Voice Fingerprinting

Flag character pairs whose dialogue patterns are nearly identical — they "sound" the same.

What It Does

Extracts dialogue attributed to named characters and builds a voice profile for each, measuring:

  • Average sentence length
  • Contraction rate (e.g., "can't" vs. "cannot")
  • Question frequency
  • Vocabulary overlap (Jaccard similarity)

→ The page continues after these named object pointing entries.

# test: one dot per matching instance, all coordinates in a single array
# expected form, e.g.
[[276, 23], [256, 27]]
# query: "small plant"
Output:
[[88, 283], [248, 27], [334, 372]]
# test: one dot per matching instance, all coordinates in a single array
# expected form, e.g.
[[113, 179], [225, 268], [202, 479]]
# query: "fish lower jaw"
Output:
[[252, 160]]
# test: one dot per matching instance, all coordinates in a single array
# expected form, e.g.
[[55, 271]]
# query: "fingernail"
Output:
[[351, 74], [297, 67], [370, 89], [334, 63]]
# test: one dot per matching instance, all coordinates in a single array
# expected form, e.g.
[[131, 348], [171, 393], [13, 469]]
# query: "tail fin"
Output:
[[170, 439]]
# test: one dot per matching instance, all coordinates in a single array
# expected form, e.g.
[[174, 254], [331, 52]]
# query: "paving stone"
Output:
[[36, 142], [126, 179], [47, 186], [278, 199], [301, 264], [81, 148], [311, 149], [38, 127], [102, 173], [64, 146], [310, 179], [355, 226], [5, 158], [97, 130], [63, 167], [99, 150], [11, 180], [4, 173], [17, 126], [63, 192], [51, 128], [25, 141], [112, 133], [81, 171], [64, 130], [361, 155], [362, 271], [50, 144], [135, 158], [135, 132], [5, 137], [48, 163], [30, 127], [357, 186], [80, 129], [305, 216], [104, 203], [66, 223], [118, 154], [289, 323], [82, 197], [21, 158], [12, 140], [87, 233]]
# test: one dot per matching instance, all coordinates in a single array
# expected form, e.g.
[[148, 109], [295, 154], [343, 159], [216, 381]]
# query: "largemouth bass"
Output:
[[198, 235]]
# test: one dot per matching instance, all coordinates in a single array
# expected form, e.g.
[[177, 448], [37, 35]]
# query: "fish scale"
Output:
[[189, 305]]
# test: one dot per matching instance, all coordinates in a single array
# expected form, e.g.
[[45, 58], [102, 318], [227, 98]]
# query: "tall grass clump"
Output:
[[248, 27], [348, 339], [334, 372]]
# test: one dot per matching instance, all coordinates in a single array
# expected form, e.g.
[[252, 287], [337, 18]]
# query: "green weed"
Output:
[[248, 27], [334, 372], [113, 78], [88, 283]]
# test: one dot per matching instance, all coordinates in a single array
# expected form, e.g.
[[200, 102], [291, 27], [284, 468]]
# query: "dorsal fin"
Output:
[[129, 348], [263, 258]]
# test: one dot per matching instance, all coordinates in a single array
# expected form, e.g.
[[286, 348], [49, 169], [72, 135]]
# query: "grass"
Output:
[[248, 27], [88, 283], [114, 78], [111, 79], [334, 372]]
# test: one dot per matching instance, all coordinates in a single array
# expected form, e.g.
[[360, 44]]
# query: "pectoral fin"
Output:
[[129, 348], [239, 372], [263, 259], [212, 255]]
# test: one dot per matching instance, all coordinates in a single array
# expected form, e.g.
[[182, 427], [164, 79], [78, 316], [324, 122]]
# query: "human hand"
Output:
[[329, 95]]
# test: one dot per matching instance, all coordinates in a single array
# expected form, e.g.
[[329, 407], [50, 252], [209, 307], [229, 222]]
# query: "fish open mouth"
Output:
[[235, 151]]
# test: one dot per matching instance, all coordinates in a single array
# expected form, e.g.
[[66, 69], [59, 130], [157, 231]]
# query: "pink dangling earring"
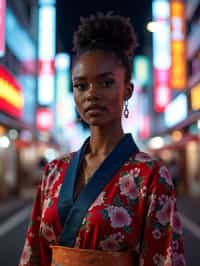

Character pairs with near-identical profiles are flagged — they may be indistinguishable to readers.

Why It Matters

Every character should sound different. A teenager and a professor shouldn't use the same sentence length, vocabulary, and speech patterns. Distinct voices let readers identify speakers even without dialogue tags. When two characters "sound" identical, readability and characterization both suffer.

What Gets Flagged

Near-Identical Voice Profiles

Severity: Information

Example (flagged):

Voice fingerprint: Sarah and Marcus have near-identical dialogue patterns (avg length: 8 vs 9, contraction rate: 12% vs 14%, question rate: 20% vs 18%) — consider differentiating their voices

Why: Both characters use similar sentence lengths, contraction rates, and question frequencies. A reader wouldn't be able to tell who's speaking without tags.

How to differentiate:

  • Give one character longer, more formal sentences
  • Have one character use contractions while the other avoids them
  • Let one character ask more questions while the other makes declarations
  • Use distinct vocabulary or speech patterns (slang, technical jargon, etc.)

Requirements

  • At least 2 characters with 5+ attributed dialogue sentences each
  • Character attribution is detected via dialogue tag patterns ("said Sarah", "Marcus asked", etc.)
  • Pronouns (he, she, they, etc.) are ignored as character names

Configuration

No configuration options.

Technical Details

  • Source: prose-craft
  • Scope: Document-level (compares all character pairs)
  • Method: Dialogue extraction via regex, profile comparison using weighted distance metric (sentence length, contraction rate, question rate, vocabulary Jaccard index)